What is Artificial Intelligence?

By Jack Copeland

© Copyright B.J. Copeland, May 2000


AI Programming Languages

In the course of their work on the Logic Theorist and GPS, Newell, Simon and Shaw developed their Information Processing Language, or IPL, a computer language tailored for AI programming. At the heart of IPL was a highly flexible data-structure they called a "list". A list is simply an ordered sequence of items of data. Some or all of the items in a list may themselves be lists. This leads to richly branching structures.

In 1960 John McCarthy combined elements of IPL with elements of the lambda calculus--a powerful logical apparatus dating from 1936--to produce the language that he called LISP (from LISt Processor). In the U.S., LISP remains the principal language for AI work. (The lambda calculus itself was invented by Princeton logician Alonzo Church, while investigating the abstract Entscheidungsproblem, or decision problem, for predicate logic--the same problem that Turing was attacking when he invented the universal Turing machine.)

The logic programming language PROLOG (from PROgrammation en LOGique) was conceived by Alain Colmerauer at the University of Marseilles, where the language was first implemented in 1973. PROLOG was further developed by logician Robert Kowalski, a member of the AI group at Edinburgh University. This language makes use of a powerful theorem-proving technique known as "resolution", invented in 1963 at the Atomic Energy Commission's Argonne National Laboratory in Illinois by the British logician Alan Robinson. PROLOG can determine whether or not a given statement follows logically from other given statements. For example, given the statements "All logicians are rational" and "Robinson is a logician", a PROLOG program responds in the affirmative to the query "Robinson is rational?". PROLOG is widely used for AI work, especially in Europe and Japan.

Researchers at the Institute for New Generation Computer Technology in Tokyo have used PROLOG as the basis for sophisticated logic programming languages.
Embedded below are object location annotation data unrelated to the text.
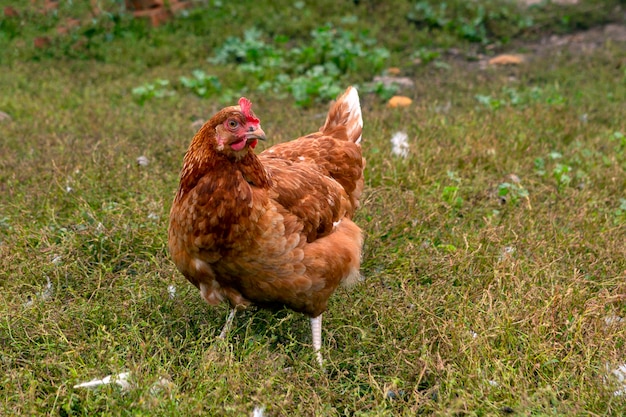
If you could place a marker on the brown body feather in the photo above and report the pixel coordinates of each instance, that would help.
(273, 229)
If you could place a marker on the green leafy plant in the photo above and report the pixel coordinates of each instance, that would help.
(202, 84)
(308, 72)
(481, 22)
(148, 91)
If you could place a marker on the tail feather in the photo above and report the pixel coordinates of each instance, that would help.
(345, 113)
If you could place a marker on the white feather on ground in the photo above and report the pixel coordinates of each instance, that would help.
(119, 379)
(400, 143)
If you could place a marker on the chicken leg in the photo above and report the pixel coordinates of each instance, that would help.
(316, 330)
(228, 324)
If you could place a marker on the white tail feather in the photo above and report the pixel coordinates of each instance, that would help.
(346, 111)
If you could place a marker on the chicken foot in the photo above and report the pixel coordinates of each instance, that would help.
(316, 330)
(228, 324)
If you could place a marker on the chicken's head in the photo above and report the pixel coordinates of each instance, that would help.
(238, 128)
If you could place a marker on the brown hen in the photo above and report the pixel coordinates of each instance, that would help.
(273, 229)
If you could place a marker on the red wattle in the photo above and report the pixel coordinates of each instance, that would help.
(238, 145)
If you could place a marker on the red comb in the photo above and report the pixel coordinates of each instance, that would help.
(246, 109)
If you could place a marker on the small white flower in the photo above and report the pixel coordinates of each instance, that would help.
(613, 320)
(400, 143)
(119, 379)
(507, 253)
(172, 291)
(143, 161)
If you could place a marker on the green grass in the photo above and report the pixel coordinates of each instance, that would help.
(476, 301)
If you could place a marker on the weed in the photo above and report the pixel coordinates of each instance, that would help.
(148, 91)
(201, 84)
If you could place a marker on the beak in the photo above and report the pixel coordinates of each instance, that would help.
(257, 133)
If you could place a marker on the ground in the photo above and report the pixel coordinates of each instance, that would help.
(495, 258)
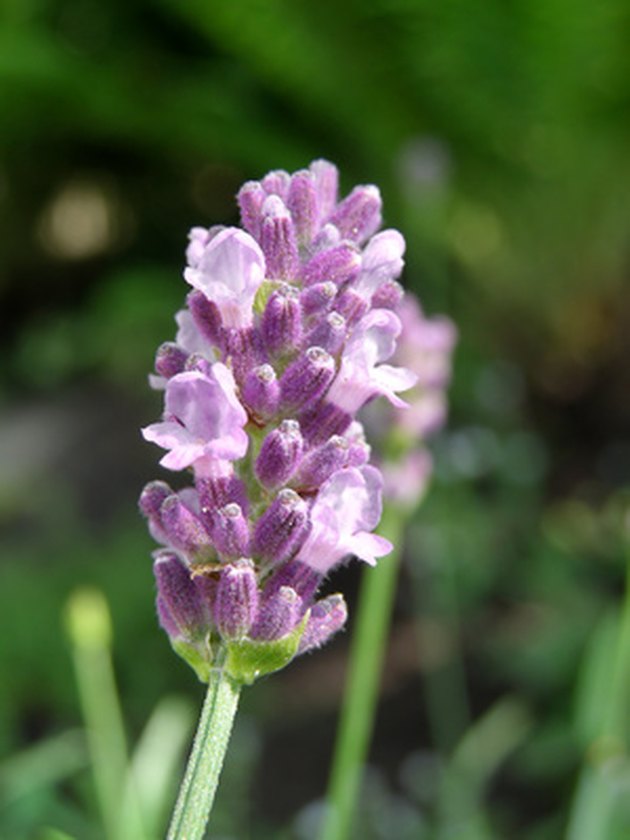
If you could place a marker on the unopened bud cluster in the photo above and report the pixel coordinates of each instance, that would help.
(425, 346)
(286, 335)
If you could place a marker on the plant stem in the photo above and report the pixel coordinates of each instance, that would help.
(89, 627)
(199, 786)
(376, 597)
(598, 794)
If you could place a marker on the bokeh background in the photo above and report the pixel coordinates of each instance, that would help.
(499, 134)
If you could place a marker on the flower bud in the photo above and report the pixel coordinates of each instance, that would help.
(170, 359)
(230, 532)
(242, 347)
(303, 203)
(306, 379)
(351, 305)
(206, 316)
(318, 298)
(296, 575)
(278, 241)
(183, 528)
(236, 603)
(182, 609)
(279, 454)
(151, 498)
(326, 618)
(339, 265)
(218, 491)
(321, 463)
(330, 333)
(281, 529)
(281, 322)
(358, 216)
(324, 421)
(277, 615)
(326, 180)
(250, 199)
(261, 392)
(388, 295)
(277, 183)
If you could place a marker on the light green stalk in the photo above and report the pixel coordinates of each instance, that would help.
(607, 764)
(201, 779)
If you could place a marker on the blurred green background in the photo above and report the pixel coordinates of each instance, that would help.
(499, 134)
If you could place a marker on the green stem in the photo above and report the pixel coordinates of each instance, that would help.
(199, 786)
(89, 627)
(376, 597)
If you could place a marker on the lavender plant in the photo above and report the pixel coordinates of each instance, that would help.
(285, 336)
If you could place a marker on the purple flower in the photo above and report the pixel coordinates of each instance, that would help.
(203, 420)
(361, 376)
(229, 272)
(292, 325)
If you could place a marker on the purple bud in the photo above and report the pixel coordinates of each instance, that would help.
(303, 202)
(388, 295)
(278, 240)
(330, 333)
(358, 216)
(297, 575)
(352, 305)
(277, 183)
(215, 493)
(326, 618)
(277, 615)
(306, 379)
(326, 180)
(182, 609)
(261, 392)
(321, 463)
(152, 496)
(318, 298)
(150, 502)
(230, 532)
(206, 316)
(324, 421)
(282, 528)
(197, 362)
(328, 237)
(184, 529)
(281, 322)
(170, 359)
(236, 604)
(250, 199)
(279, 454)
(339, 265)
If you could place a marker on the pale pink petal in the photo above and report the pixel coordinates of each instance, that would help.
(229, 273)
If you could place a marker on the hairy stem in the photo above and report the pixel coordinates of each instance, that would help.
(201, 779)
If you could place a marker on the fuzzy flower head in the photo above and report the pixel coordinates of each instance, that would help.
(290, 327)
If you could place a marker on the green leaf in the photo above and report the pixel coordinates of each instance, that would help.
(199, 660)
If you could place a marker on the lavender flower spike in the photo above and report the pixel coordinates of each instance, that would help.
(288, 331)
(203, 419)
These languages are in use on non-numerical parallel computers developed at the Institute. (The languages and the computers are known as "Fifth Generation" software and hardware.)

Other recent work includes the development of languages for reasoning about time-dependent data such as "the account was paid yesterday". These languages are based on tense logic, a type of logic that permits statements to be located in the flow of time. (Tense logic was invented in 1953 by the philosopher Arthur Prior at the University of Canterbury, New Zealand.)